Simultaneously, the higher Mean K value of patients with decreased renal function may be partially due to interstitial fibrosis. The higher cell density and collagen deposition may result in lower ADC values in renal allografts [35]. This characteristic showed that DKI parameters have broad clinical application prospects in the non-invasive screening of renal allografts' function at various stages. The Mean K in the cortex had a sensitivity of 87% and a specificity of 100% when 0.491 was used as the cutoff value for predicting impaired allograft activity..

There are limitations to this study. First, the number of patients with normal eGFR was small. Moreover, it limits the accuracy of ROC curves. Second, not all the patients were performed biopsy in this study to analyze the quantitative correlation between histopathologic results and DKI parameters.

So, although we confirmed that the DKI model was associated with the changes of eGFR and can assess CAI to some extent, if the DKI model can evaluate CAI evolution more accurately before the change of eGFR, it still needs to be studied.
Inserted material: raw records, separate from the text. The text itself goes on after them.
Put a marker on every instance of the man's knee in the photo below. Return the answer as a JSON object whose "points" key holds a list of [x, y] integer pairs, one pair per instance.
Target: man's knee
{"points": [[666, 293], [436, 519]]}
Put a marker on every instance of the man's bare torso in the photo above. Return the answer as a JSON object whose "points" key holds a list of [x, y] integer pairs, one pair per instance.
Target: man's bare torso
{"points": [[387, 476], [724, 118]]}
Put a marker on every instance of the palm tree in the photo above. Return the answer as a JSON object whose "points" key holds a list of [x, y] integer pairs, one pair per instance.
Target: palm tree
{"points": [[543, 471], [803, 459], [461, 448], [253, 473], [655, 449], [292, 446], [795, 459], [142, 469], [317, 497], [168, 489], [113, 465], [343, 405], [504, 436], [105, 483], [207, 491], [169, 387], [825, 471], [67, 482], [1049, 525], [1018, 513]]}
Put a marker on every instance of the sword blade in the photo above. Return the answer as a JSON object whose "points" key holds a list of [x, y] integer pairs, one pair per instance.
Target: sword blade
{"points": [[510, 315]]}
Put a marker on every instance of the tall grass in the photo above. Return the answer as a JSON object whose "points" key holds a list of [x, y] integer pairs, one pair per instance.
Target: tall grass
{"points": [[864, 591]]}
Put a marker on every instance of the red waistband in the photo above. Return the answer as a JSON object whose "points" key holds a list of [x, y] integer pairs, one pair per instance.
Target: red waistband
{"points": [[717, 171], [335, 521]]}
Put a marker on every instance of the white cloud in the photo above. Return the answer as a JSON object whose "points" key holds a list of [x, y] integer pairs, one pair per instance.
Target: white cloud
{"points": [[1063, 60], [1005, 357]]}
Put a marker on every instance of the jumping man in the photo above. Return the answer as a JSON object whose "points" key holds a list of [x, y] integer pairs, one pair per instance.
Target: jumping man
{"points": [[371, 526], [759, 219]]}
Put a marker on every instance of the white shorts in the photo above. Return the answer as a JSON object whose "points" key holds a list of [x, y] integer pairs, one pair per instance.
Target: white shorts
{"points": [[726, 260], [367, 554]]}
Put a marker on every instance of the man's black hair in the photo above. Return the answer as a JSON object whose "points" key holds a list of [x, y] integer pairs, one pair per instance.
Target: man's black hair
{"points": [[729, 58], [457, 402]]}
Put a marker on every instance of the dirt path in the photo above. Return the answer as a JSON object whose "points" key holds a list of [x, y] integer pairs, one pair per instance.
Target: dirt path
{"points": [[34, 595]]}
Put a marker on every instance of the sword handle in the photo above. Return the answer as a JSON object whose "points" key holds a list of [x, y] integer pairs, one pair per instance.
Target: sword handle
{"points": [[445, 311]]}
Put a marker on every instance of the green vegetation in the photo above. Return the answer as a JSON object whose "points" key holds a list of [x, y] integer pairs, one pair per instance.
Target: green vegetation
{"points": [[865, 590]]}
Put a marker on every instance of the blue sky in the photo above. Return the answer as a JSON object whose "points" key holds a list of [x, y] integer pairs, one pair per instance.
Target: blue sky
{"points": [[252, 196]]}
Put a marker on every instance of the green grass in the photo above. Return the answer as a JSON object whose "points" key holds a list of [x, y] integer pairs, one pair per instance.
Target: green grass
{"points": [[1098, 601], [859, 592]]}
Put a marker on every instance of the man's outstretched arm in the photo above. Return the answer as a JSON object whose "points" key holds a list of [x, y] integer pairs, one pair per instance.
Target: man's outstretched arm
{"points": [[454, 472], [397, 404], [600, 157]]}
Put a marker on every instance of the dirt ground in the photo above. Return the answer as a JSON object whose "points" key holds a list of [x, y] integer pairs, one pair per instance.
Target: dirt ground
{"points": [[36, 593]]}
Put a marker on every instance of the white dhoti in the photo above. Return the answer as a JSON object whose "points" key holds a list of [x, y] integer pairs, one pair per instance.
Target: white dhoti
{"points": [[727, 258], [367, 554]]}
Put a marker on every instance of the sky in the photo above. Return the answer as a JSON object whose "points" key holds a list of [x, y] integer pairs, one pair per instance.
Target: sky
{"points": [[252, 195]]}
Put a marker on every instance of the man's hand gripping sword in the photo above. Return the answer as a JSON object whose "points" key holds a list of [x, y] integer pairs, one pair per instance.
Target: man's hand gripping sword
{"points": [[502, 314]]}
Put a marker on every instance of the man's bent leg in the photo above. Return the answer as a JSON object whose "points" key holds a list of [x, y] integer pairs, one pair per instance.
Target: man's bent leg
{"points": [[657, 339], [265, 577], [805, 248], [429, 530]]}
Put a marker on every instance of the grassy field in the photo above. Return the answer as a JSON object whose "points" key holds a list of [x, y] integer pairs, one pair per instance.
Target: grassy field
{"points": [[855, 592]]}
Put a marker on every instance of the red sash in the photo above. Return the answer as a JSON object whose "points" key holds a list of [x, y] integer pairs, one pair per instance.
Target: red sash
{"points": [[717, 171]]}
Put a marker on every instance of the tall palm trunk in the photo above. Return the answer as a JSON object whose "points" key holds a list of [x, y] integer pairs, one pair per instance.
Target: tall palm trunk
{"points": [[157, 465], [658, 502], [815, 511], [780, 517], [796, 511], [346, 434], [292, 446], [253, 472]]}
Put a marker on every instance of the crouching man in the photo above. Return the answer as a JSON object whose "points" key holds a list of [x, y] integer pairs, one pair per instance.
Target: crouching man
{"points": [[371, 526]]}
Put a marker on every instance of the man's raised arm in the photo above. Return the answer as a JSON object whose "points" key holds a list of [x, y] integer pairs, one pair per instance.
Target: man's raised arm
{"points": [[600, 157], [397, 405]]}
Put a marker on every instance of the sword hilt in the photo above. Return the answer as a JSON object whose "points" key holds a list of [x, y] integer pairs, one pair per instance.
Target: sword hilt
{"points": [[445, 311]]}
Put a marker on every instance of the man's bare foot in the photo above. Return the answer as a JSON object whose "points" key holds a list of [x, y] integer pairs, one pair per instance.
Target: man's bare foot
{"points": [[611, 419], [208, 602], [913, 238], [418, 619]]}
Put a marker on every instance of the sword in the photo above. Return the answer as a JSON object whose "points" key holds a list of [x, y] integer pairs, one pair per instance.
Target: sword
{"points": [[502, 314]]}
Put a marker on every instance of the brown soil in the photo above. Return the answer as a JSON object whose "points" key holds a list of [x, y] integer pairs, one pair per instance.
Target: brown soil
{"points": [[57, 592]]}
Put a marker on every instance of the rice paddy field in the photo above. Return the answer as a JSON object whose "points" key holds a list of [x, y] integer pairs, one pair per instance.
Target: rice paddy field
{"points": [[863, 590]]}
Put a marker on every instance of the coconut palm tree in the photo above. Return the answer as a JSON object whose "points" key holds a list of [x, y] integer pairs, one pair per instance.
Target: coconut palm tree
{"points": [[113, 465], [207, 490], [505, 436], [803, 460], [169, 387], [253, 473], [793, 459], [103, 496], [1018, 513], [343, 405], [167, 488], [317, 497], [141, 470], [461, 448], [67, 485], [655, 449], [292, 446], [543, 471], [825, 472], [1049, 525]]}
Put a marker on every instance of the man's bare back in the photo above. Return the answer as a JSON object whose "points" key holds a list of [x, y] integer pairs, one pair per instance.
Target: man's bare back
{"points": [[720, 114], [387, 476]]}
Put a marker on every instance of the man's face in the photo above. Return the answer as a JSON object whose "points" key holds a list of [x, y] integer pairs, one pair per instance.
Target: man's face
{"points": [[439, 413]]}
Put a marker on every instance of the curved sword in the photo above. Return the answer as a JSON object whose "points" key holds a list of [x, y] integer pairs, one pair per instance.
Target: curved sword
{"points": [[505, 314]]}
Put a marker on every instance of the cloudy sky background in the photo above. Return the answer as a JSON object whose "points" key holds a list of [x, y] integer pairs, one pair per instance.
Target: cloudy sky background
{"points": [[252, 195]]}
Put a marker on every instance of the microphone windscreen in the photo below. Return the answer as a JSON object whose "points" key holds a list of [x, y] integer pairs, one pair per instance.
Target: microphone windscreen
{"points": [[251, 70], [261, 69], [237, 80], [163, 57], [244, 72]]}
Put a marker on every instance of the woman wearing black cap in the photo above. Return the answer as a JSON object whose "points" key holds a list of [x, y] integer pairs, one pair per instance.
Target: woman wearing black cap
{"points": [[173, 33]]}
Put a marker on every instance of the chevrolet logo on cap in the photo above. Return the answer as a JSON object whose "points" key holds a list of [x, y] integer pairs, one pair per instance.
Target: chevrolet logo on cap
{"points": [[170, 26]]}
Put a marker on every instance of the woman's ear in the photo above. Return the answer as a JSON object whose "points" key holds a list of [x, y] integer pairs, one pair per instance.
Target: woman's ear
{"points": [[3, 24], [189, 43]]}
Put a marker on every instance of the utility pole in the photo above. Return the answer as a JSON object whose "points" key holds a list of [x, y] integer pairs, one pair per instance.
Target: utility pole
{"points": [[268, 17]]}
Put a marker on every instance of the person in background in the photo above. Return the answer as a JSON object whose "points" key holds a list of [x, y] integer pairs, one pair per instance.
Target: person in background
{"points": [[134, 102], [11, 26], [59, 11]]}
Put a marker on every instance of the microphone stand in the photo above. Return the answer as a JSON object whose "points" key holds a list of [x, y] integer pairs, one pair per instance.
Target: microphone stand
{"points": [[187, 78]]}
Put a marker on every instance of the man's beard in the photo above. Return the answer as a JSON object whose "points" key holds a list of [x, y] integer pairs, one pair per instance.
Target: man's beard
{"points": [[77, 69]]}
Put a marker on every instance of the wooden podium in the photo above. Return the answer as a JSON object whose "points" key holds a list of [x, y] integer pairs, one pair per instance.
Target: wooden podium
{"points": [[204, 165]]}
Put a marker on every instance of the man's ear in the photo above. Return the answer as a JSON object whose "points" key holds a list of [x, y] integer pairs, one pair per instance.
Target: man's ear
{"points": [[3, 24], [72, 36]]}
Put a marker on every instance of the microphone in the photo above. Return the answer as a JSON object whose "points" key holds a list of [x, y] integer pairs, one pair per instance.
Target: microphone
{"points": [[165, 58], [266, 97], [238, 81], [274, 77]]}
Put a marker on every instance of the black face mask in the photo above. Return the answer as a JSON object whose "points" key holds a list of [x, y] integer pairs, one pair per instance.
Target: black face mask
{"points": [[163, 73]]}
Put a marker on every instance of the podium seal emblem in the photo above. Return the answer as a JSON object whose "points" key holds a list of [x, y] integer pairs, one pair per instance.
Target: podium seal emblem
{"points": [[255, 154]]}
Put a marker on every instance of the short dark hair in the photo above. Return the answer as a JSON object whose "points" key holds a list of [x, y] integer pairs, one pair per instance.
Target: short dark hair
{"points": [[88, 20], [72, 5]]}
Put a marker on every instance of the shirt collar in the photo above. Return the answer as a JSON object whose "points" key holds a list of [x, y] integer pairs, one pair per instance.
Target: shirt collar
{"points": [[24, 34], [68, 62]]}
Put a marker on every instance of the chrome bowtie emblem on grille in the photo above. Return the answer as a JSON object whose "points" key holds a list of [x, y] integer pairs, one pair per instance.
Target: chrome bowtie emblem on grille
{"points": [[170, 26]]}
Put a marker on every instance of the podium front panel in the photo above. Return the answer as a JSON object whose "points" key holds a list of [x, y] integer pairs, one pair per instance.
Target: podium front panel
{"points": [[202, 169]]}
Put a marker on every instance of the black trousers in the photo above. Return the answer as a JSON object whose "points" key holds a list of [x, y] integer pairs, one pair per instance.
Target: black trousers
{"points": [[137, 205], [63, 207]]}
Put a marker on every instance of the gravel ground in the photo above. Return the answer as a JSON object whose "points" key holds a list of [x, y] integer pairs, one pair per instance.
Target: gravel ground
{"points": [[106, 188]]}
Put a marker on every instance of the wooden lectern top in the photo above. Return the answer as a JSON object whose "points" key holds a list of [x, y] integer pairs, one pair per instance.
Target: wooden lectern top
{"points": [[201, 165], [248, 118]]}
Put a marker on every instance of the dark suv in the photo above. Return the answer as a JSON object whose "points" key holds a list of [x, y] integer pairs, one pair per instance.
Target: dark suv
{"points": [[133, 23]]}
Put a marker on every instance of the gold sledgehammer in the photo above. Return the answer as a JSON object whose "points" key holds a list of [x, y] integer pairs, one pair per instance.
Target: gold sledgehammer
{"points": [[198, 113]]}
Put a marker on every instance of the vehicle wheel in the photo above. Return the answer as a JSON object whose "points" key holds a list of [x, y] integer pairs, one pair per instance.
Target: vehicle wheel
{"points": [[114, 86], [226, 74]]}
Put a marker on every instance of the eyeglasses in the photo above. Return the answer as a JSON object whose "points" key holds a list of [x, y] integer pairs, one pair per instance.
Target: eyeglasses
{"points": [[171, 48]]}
In the future, we aim to perform a more extensive sample size research to explore if the micro-changes detected by the DKI model can stand for the change of CAI more accurately, even earlier than eGFR.

Conclusions

In conclusion, the non-invasive KI model was closely associated with the eGFR as allograft injury progresses, as renal perfusion might be reduced. The parameter MK of the renal cortex can non-invasively assess CAI to some extent. The DKI technique is correlated with eGFR and can be expected to be a non-invasive method to evaluate CAI potentially.